Sources tell CIO that CalPERS new Chief Investment Officer Ben Meng announced Bourqui’s departure in a staff memo on Monday. Meng started last week at CalPERS.
It is not clear if Meng requested Bourqui’s resignation, so he could place his own candidate in the spot, the No. 2 position in the investment office.
Bourqui, Meng, and CalPERS public relations officials could not immediately be reached for comment
CalPERS officials announced in April that Bourqui had been selected to the role after a global search. Bourqui led the investment office’s business and operations functions, including managing investment compliance, operational risk, and audit-related functions.
She was also a key advisor on investment policy.
CalPERS has more than $340 billion in assets under management.
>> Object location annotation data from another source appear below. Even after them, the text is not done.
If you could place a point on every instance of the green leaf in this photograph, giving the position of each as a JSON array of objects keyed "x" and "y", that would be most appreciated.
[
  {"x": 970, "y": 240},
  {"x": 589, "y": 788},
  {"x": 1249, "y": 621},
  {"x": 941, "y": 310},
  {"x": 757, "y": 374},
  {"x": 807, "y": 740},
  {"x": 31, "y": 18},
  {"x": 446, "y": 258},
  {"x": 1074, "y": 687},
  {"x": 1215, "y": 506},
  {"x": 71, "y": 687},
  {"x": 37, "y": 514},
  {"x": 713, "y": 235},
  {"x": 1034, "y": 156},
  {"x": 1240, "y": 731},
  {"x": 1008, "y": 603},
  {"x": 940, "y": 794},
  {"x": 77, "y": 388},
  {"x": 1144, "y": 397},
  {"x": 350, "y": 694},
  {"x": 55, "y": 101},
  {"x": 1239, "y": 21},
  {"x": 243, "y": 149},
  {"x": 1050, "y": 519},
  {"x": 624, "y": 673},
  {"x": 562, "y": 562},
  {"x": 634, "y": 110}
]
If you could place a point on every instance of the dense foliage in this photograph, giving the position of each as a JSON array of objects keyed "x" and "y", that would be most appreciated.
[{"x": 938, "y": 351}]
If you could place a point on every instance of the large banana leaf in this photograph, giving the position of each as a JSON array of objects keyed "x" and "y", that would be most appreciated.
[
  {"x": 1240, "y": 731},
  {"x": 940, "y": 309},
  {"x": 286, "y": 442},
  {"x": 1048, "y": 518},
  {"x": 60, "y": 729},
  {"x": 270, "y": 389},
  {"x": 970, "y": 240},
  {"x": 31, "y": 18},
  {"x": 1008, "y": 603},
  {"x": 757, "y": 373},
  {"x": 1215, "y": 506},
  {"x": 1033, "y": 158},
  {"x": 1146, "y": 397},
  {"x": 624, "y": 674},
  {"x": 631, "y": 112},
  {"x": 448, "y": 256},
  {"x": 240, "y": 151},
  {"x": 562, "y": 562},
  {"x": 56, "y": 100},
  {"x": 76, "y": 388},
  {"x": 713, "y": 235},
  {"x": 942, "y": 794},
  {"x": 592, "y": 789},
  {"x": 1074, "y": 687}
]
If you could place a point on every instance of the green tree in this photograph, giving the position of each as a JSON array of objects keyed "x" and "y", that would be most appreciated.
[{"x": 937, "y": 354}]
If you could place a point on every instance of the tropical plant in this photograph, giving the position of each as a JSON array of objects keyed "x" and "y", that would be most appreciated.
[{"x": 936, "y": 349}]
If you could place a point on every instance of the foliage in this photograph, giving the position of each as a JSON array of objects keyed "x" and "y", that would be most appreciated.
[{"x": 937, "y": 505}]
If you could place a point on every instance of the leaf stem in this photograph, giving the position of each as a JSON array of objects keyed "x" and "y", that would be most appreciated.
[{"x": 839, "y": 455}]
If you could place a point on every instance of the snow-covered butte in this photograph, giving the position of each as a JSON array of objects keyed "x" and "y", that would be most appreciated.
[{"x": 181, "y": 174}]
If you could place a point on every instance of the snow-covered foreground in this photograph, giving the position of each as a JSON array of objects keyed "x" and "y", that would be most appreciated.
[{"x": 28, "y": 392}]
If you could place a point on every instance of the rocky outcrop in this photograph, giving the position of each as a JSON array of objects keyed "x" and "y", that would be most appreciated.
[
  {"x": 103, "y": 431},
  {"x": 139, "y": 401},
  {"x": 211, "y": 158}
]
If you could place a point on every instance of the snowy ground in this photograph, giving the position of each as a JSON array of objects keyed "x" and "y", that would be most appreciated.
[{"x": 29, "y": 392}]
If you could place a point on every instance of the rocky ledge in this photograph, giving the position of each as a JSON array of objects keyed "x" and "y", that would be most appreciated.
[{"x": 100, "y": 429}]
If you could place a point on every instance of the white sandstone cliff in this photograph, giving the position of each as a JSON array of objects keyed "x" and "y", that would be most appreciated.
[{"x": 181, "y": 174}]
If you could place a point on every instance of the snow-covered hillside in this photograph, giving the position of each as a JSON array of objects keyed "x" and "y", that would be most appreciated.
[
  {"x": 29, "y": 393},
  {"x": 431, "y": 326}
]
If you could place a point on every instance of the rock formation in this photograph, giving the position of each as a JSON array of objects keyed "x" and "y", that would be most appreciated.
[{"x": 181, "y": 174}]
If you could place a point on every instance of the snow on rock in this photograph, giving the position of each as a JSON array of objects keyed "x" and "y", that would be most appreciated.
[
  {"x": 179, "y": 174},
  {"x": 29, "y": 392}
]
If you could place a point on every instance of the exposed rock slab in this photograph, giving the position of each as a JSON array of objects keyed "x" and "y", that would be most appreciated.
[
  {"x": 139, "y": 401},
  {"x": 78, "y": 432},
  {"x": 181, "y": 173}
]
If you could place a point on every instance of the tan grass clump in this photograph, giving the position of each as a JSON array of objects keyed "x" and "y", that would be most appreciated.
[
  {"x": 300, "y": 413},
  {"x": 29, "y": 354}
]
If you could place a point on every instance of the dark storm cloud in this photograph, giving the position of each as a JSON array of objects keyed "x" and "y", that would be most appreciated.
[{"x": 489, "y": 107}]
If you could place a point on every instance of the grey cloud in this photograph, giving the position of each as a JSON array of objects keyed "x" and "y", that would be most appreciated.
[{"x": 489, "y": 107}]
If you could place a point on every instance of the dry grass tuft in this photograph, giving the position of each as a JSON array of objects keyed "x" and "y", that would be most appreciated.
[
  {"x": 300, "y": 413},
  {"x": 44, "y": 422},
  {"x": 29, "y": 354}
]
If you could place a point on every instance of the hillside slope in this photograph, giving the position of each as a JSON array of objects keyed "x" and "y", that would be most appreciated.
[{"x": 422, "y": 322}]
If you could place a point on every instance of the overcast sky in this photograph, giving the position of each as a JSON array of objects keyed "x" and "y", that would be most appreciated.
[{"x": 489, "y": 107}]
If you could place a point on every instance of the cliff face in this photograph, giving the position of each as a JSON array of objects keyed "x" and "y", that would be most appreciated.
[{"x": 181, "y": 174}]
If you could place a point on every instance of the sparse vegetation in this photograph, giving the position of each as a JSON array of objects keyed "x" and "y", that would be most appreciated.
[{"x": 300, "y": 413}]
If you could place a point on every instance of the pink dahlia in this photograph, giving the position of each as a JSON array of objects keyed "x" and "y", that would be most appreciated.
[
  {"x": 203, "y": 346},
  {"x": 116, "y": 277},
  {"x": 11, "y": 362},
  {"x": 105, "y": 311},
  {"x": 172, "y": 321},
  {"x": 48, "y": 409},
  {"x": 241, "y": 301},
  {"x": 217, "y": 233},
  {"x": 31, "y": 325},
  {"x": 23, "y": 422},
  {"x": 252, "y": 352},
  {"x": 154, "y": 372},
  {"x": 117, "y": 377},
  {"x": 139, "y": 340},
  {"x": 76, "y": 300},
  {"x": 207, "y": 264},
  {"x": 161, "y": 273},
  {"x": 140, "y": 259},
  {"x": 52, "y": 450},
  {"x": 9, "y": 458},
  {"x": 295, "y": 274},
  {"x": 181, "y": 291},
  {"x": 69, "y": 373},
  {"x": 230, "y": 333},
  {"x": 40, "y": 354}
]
Bourqui started on May 14, the same day that CalPERS officials announced that CIO Ted Eliopoulos would be leaving by the end of 2018 because of family matters. It is unclear if she was informed of his decision before taking the job.
During CalPERS investment committee meetings, Bourqui often sat next to Eliopoulos and provided additional detail on investment policy following Eliopoulos’ comments.
Eliopoulos left CalPERS in mid-November to move to New York, where his daughter is attending college. He subsequently joined Morgan Stanley as vice chairman of investment management and head of strategic partnerships, starting this month.
Bourqui moved to the United States from Zurich, Switzerland, to take the CalPERS job. She had been head of pension assets and liabilities management at ABB Group. Prior to ABB, Bourqui worked as an investment consultant in Canada for Mercer, specializing in public and private pension funds.
Bourqui replaced Wylie Tollette in the CalPERS spot. Tollette left CalPERS in January 2018. He had worked as chief operating investment officer for approximately three years before rejoining money manager Franklin Templeton Investments.